He has acquired a wide range of industrial experience through work for United Technologies, Vestas Technology R&D, and American Superconductor (AMSC). He has a PhD from UW-Madison.

Thomas Jahns

Dr. Thomas M. Jahns received his bachelors, masters, and doctoral degrees from MIT, all in electrical engineering.

Dr. Jahns joined the faculty of the University of Wisconsin-Madison in 1998 in the Department of Electrical and Computer Engineering.  He served for 14 years as a Co-Director of the Wisconsin Electric Machines and Power Electronics Consortium (WEMPEC), a world-renowned university/industry consortium in the electrical power engineering field.  Since 2021, he is the Grainger Emeritus Professor of Power Electronics and Electrical Machines.

Prior to coming to UW-Madison, Dr. Jahns worked at GE Corporate Research and Development (now GE Global Research) in Niskayuna, NY, for 15 years, where he pursued new power electronics and motor drive technology in a variety of research and management positions. His current research interests at UW-Madison include integrated motor drives and electrified propulsion for both land vehicles and aircraft.

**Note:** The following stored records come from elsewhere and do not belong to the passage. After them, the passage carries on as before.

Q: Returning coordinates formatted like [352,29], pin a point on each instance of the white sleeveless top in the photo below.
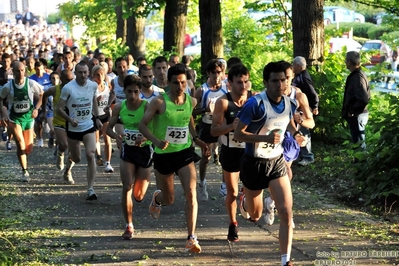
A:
[79,101]
[273,121]
[103,101]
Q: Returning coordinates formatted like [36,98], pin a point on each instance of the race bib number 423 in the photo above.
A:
[177,135]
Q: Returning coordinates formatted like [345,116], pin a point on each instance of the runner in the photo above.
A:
[224,121]
[206,97]
[60,123]
[21,93]
[79,97]
[148,90]
[171,114]
[261,122]
[102,94]
[136,155]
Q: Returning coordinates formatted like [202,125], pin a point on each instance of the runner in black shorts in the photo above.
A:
[224,122]
[262,123]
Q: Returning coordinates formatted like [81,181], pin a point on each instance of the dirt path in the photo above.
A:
[90,232]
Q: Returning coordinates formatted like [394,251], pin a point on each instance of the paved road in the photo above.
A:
[93,229]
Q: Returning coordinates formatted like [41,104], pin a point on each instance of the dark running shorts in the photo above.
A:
[205,133]
[167,163]
[230,158]
[79,135]
[256,173]
[139,156]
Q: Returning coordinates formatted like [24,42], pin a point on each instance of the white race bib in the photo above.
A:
[235,143]
[131,136]
[22,106]
[177,135]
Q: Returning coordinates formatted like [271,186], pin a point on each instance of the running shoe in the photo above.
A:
[216,159]
[8,145]
[244,213]
[60,161]
[40,143]
[108,168]
[203,193]
[232,235]
[4,135]
[25,176]
[155,209]
[128,234]
[51,142]
[100,161]
[269,211]
[192,245]
[91,194]
[223,190]
[68,178]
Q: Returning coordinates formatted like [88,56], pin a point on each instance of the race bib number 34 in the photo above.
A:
[177,135]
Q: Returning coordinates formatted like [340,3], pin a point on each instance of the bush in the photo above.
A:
[376,32]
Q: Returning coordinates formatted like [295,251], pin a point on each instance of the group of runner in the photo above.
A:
[150,114]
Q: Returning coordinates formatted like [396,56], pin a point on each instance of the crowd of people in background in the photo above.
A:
[83,96]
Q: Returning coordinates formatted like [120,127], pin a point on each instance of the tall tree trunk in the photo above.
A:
[211,32]
[121,29]
[175,25]
[308,30]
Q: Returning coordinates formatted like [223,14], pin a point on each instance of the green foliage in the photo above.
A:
[359,29]
[377,32]
[53,18]
[378,174]
[114,48]
[250,40]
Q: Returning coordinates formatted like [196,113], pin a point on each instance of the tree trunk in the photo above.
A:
[211,32]
[175,25]
[308,30]
[135,34]
[121,31]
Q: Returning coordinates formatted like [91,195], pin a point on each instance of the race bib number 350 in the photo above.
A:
[177,135]
[131,136]
[21,107]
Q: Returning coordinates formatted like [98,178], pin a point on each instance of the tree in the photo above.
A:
[308,30]
[211,32]
[175,25]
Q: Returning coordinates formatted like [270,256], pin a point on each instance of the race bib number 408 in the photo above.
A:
[176,135]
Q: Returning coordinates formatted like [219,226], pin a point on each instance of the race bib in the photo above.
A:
[235,143]
[131,136]
[177,135]
[102,104]
[22,106]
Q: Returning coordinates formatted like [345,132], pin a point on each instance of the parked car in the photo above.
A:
[334,14]
[336,44]
[373,45]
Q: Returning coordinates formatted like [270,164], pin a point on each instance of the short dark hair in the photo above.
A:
[144,67]
[176,70]
[232,61]
[132,80]
[272,67]
[159,59]
[213,64]
[237,70]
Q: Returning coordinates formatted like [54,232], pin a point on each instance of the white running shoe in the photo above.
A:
[25,176]
[60,161]
[269,211]
[108,168]
[40,143]
[223,190]
[203,193]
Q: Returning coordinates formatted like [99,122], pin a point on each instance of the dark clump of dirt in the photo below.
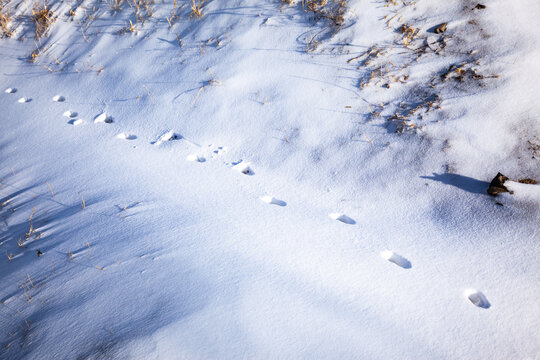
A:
[528,181]
[497,185]
[441,28]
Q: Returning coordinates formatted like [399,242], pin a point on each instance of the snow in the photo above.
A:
[154,244]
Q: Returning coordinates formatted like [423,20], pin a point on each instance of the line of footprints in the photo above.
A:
[476,297]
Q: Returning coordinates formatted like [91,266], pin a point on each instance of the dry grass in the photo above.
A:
[5,19]
[332,10]
[196,8]
[43,18]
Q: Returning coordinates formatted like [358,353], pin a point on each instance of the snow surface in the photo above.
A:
[154,218]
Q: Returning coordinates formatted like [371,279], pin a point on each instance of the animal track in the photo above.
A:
[125,136]
[70,114]
[75,122]
[273,201]
[195,157]
[220,150]
[343,218]
[396,259]
[103,118]
[243,167]
[168,136]
[477,298]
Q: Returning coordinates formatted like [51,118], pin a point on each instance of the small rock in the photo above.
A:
[497,185]
[441,28]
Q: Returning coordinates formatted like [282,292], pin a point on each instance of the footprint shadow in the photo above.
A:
[462,182]
[396,259]
[343,218]
[273,201]
[477,298]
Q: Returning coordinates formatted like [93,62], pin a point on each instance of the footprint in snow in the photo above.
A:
[272,200]
[477,298]
[125,136]
[343,218]
[168,136]
[220,150]
[75,122]
[103,118]
[195,157]
[396,259]
[243,167]
[70,113]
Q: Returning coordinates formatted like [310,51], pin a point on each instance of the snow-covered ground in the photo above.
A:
[261,182]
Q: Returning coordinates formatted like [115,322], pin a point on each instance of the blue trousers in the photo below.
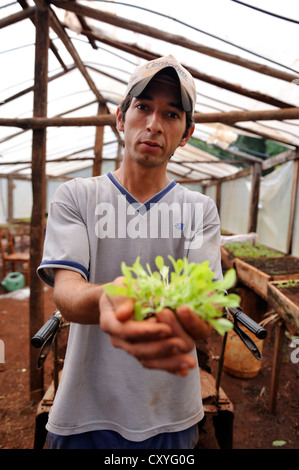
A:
[186,439]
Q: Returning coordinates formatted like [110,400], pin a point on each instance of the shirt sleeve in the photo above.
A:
[66,241]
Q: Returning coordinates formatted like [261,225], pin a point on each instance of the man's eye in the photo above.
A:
[173,115]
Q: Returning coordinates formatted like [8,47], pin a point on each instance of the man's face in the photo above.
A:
[154,125]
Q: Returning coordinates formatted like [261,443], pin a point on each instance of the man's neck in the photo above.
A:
[143,183]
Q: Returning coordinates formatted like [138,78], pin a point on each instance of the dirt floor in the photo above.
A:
[254,427]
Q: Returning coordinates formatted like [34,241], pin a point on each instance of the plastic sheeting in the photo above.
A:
[273,211]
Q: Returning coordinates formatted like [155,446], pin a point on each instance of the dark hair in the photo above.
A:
[124,106]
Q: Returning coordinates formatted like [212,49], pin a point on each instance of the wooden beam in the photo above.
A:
[53,48]
[220,83]
[109,119]
[183,41]
[16,17]
[55,24]
[98,147]
[280,329]
[293,204]
[283,157]
[232,117]
[254,196]
[39,193]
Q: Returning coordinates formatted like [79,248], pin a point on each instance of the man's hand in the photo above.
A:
[197,328]
[159,342]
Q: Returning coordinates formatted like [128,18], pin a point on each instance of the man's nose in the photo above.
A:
[154,124]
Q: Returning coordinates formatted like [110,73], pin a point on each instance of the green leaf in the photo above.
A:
[112,289]
[191,284]
[159,262]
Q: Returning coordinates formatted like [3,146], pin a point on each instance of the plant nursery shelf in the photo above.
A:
[256,273]
[284,298]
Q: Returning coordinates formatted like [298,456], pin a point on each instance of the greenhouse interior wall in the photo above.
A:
[273,210]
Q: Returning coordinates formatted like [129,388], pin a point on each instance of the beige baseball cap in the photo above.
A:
[143,74]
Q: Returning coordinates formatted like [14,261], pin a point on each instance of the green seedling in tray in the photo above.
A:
[189,284]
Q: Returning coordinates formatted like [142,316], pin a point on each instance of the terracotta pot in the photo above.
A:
[238,360]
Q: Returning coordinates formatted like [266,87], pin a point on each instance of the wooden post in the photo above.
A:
[39,192]
[254,197]
[278,349]
[293,203]
[98,150]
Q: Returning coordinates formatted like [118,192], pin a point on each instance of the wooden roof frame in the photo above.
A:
[43,17]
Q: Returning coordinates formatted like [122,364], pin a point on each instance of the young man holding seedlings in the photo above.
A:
[129,384]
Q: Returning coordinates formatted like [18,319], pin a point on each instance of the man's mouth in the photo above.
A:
[151,144]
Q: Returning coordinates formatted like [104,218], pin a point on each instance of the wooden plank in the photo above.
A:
[138,52]
[227,258]
[39,193]
[21,15]
[183,41]
[98,148]
[277,358]
[254,278]
[293,204]
[254,196]
[110,119]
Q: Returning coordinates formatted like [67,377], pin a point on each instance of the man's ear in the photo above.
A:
[119,120]
[185,139]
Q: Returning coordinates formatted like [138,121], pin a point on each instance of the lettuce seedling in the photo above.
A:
[189,284]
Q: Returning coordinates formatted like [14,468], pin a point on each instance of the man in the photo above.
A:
[128,384]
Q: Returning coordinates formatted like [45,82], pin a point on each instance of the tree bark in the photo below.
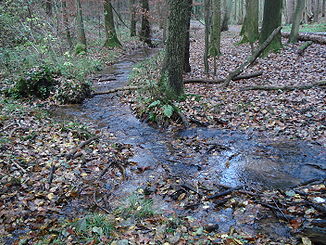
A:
[66,23]
[226,15]
[253,57]
[175,49]
[272,20]
[215,42]
[187,67]
[207,29]
[111,35]
[132,18]
[80,25]
[145,32]
[296,21]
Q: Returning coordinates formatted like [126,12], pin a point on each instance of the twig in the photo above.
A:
[20,167]
[224,193]
[286,88]
[251,59]
[98,205]
[71,154]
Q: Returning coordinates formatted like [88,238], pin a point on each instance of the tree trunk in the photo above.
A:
[48,7]
[145,32]
[175,48]
[111,35]
[207,29]
[187,67]
[290,7]
[249,29]
[80,25]
[315,10]
[272,20]
[66,23]
[296,21]
[215,42]
[226,14]
[132,18]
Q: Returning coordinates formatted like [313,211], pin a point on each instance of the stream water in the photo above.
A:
[204,155]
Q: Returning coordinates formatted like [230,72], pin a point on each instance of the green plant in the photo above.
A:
[136,206]
[93,227]
[37,82]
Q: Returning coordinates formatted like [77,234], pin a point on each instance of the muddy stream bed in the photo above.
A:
[197,156]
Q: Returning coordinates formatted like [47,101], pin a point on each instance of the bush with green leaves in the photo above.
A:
[38,82]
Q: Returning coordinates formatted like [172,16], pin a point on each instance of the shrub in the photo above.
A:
[37,82]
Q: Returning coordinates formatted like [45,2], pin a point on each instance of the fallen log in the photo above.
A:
[245,76]
[303,47]
[251,59]
[316,38]
[116,90]
[285,88]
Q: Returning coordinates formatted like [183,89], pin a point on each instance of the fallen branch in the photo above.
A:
[245,76]
[71,154]
[316,38]
[286,88]
[251,59]
[303,47]
[116,90]
[224,193]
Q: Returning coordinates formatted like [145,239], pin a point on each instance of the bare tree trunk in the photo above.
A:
[132,18]
[145,32]
[296,21]
[175,48]
[207,29]
[111,35]
[187,67]
[80,25]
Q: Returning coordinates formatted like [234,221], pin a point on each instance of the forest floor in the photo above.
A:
[51,172]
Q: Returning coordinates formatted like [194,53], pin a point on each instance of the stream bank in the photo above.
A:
[164,162]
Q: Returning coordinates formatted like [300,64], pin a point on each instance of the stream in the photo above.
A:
[198,155]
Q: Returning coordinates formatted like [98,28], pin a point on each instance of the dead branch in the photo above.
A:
[303,47]
[314,37]
[286,88]
[245,76]
[71,154]
[116,90]
[251,59]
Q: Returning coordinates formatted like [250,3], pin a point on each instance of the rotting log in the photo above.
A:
[314,37]
[286,88]
[116,90]
[251,59]
[245,76]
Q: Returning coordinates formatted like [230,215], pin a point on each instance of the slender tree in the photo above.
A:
[226,14]
[132,18]
[66,22]
[215,42]
[145,32]
[296,21]
[272,20]
[187,67]
[80,25]
[175,48]
[111,35]
[249,30]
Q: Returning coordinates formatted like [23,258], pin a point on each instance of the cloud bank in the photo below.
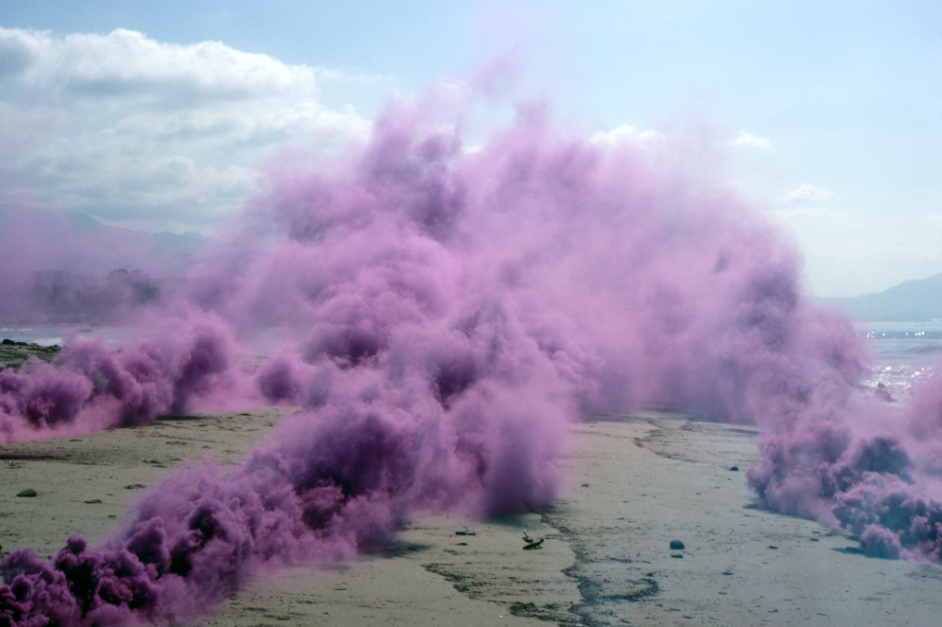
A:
[151,134]
[440,316]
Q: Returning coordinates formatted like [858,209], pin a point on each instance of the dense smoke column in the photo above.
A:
[90,387]
[456,310]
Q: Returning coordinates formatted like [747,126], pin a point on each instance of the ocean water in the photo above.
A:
[904,355]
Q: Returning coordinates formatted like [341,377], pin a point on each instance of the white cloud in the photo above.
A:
[748,140]
[626,134]
[153,133]
[805,193]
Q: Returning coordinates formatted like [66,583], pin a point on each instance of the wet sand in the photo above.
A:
[631,486]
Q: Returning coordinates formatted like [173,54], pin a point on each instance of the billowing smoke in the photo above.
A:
[440,313]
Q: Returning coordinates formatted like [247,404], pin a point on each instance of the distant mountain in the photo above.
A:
[37,240]
[910,300]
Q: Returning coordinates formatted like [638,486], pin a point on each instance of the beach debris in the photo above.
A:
[530,543]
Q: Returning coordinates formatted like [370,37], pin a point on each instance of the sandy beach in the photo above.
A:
[632,485]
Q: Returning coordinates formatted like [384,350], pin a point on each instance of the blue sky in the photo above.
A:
[827,112]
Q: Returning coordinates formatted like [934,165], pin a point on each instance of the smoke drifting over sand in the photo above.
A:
[440,315]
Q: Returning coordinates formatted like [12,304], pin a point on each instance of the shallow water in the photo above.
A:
[905,353]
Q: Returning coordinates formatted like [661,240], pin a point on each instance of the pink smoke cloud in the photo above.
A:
[440,317]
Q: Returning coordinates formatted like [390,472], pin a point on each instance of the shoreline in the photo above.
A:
[631,485]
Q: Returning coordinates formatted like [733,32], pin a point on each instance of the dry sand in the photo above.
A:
[631,486]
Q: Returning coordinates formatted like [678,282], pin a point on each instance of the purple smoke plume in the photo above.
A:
[440,314]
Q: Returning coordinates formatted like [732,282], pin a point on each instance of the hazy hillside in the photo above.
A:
[910,300]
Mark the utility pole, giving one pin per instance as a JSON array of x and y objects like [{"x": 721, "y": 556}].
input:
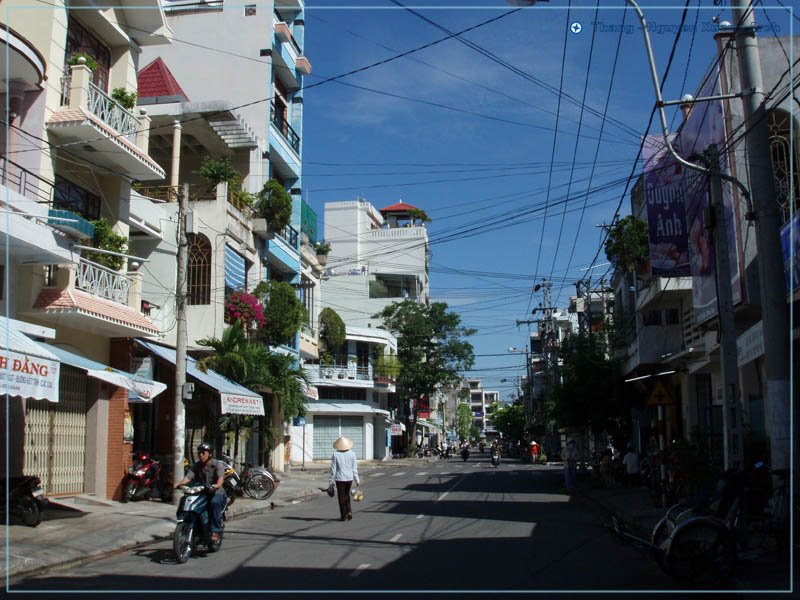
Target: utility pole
[
  {"x": 774, "y": 311},
  {"x": 733, "y": 444},
  {"x": 179, "y": 438}
]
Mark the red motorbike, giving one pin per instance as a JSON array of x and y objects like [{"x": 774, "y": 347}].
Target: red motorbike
[{"x": 144, "y": 480}]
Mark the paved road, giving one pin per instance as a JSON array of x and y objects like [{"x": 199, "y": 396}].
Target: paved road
[{"x": 449, "y": 525}]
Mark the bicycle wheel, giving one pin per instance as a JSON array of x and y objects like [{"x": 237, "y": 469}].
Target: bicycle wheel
[
  {"x": 259, "y": 487},
  {"x": 700, "y": 553}
]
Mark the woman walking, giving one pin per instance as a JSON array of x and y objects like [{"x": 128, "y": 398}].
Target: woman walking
[{"x": 344, "y": 470}]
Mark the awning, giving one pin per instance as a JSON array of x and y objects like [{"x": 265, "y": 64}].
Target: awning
[
  {"x": 235, "y": 398},
  {"x": 235, "y": 269},
  {"x": 343, "y": 407},
  {"x": 27, "y": 368},
  {"x": 141, "y": 388}
]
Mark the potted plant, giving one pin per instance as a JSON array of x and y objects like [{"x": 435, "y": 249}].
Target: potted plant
[
  {"x": 124, "y": 98},
  {"x": 322, "y": 248},
  {"x": 275, "y": 205},
  {"x": 89, "y": 61}
]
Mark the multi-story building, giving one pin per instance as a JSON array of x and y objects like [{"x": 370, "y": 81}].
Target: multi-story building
[
  {"x": 353, "y": 400},
  {"x": 377, "y": 257},
  {"x": 71, "y": 146}
]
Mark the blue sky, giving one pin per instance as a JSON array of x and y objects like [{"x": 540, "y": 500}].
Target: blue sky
[{"x": 483, "y": 144}]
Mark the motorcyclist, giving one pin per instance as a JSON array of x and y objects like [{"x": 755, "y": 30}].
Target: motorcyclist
[{"x": 209, "y": 472}]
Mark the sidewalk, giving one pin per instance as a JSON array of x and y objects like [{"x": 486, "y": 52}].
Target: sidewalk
[{"x": 79, "y": 529}]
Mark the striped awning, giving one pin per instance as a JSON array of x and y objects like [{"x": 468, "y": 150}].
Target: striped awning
[{"x": 235, "y": 269}]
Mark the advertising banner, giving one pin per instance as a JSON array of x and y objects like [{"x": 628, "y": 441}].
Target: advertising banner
[
  {"x": 706, "y": 126},
  {"x": 666, "y": 211}
]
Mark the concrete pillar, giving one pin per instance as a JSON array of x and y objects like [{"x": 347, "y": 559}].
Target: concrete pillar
[{"x": 175, "y": 168}]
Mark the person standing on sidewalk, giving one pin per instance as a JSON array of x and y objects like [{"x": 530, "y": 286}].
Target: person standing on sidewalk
[
  {"x": 570, "y": 457},
  {"x": 344, "y": 470}
]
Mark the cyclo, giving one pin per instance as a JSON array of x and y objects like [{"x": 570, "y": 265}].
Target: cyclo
[{"x": 736, "y": 518}]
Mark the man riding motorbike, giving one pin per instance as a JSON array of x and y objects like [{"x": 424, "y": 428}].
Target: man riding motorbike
[{"x": 210, "y": 472}]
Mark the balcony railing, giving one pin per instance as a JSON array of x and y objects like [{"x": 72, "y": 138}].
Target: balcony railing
[
  {"x": 102, "y": 281},
  {"x": 105, "y": 108},
  {"x": 283, "y": 126},
  {"x": 25, "y": 182}
]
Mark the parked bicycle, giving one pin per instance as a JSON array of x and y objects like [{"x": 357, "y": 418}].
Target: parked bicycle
[{"x": 738, "y": 517}]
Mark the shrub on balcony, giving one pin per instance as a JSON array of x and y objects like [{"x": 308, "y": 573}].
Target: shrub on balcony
[
  {"x": 90, "y": 63},
  {"x": 332, "y": 330},
  {"x": 124, "y": 98},
  {"x": 106, "y": 239},
  {"x": 217, "y": 170},
  {"x": 275, "y": 205},
  {"x": 246, "y": 309}
]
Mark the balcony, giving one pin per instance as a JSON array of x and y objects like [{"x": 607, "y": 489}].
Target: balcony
[
  {"x": 92, "y": 298},
  {"x": 286, "y": 131},
  {"x": 100, "y": 131}
]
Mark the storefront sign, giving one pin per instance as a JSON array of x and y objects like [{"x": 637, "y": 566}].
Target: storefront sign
[
  {"x": 242, "y": 405},
  {"x": 28, "y": 376}
]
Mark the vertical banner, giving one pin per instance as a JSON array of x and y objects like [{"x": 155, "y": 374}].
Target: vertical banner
[
  {"x": 666, "y": 211},
  {"x": 706, "y": 126}
]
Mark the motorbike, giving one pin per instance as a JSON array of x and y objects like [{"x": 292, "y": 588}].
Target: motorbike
[
  {"x": 144, "y": 480},
  {"x": 26, "y": 499},
  {"x": 194, "y": 521}
]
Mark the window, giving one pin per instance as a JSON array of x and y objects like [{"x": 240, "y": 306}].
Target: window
[
  {"x": 199, "y": 270},
  {"x": 80, "y": 39},
  {"x": 780, "y": 141},
  {"x": 68, "y": 196}
]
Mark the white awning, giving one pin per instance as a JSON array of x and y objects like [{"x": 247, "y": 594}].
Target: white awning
[
  {"x": 27, "y": 368},
  {"x": 343, "y": 407}
]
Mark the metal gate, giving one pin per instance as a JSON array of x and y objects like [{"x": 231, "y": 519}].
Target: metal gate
[
  {"x": 55, "y": 436},
  {"x": 328, "y": 428}
]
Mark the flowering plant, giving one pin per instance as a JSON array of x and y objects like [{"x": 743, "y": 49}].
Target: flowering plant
[{"x": 246, "y": 308}]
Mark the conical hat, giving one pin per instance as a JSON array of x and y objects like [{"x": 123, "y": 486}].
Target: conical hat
[{"x": 343, "y": 444}]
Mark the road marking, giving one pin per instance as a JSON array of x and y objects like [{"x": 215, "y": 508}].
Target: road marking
[{"x": 359, "y": 569}]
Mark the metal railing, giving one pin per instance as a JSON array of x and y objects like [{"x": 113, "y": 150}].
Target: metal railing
[
  {"x": 105, "y": 108},
  {"x": 283, "y": 126},
  {"x": 25, "y": 182},
  {"x": 102, "y": 281}
]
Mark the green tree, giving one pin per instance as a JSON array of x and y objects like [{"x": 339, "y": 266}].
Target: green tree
[
  {"x": 509, "y": 420},
  {"x": 463, "y": 420},
  {"x": 592, "y": 394},
  {"x": 627, "y": 246},
  {"x": 283, "y": 310},
  {"x": 431, "y": 350},
  {"x": 332, "y": 330}
]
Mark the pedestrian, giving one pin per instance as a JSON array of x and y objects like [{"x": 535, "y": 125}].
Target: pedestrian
[
  {"x": 570, "y": 457},
  {"x": 344, "y": 471},
  {"x": 631, "y": 462}
]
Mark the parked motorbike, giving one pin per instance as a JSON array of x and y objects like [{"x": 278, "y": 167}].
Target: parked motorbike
[
  {"x": 144, "y": 480},
  {"x": 194, "y": 521},
  {"x": 26, "y": 499}
]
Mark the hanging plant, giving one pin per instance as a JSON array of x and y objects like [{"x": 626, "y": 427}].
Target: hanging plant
[
  {"x": 106, "y": 239},
  {"x": 90, "y": 63},
  {"x": 124, "y": 98},
  {"x": 245, "y": 308}
]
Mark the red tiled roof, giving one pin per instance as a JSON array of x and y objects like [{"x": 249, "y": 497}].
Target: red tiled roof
[
  {"x": 156, "y": 80},
  {"x": 399, "y": 207},
  {"x": 78, "y": 301}
]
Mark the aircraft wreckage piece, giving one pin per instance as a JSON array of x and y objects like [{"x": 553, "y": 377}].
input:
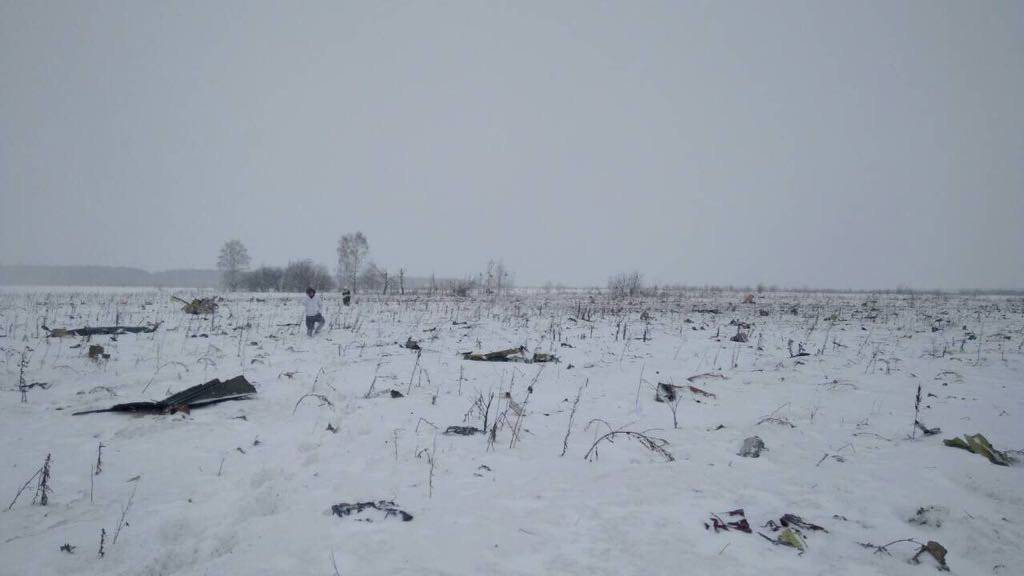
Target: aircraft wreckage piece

Dr. Jahns is a Fellow of IEEE.  He received the 2005 IEEE Nikola Tesla Technical Field Award “for pioneering contributions to the design and application of AC permanent magnet machines”.  Dr. Jahns is a Past President of the IEEE Power Electronics Society.  He was elected to the US National Academy of Engineering in 2015 and received the IEEE Medal in Power Engineering in 2022.

Weijun Yin

Weijun earned her Ph.D. from the University of Connecticut in 1993. She has an extensive background in creating electrical insulation materials and systems for various power generation and coversion applications, including electrical machines and drives, wires and cables, and transformers.

Prior to her retirement in September 2022, Dr. Yin held the position of Senior Principal Engineer at the GE Global Research Center in New York. There, she led the development of advanced electrical insulation systems tailored for high voltage and high power density electrical systems. She also served as the chair of SAE AE-11 and played a pivotal role in the recent publication of AIR 7374. Dr. Yin holds more than 30 US patents, alongside numerous patent applications.

Currently, Dr. Yin contributes her  expertise as a consultant, focusing on the development and design of dielectric materials and electrical insulation systems for high voltage and high power density electrical systems.

Eric Persson

Eric Persson is Executive Director of GaN Applications Engineering at Infineon Technologies. He is a semiconductor industry veteran with 15 years at International Rectifier, and a hands-on power electronic design engineer for 20 years before that. He has presented more than 70 seminars, tutorials and short courses on power electronics at various conferences and Universities around the world.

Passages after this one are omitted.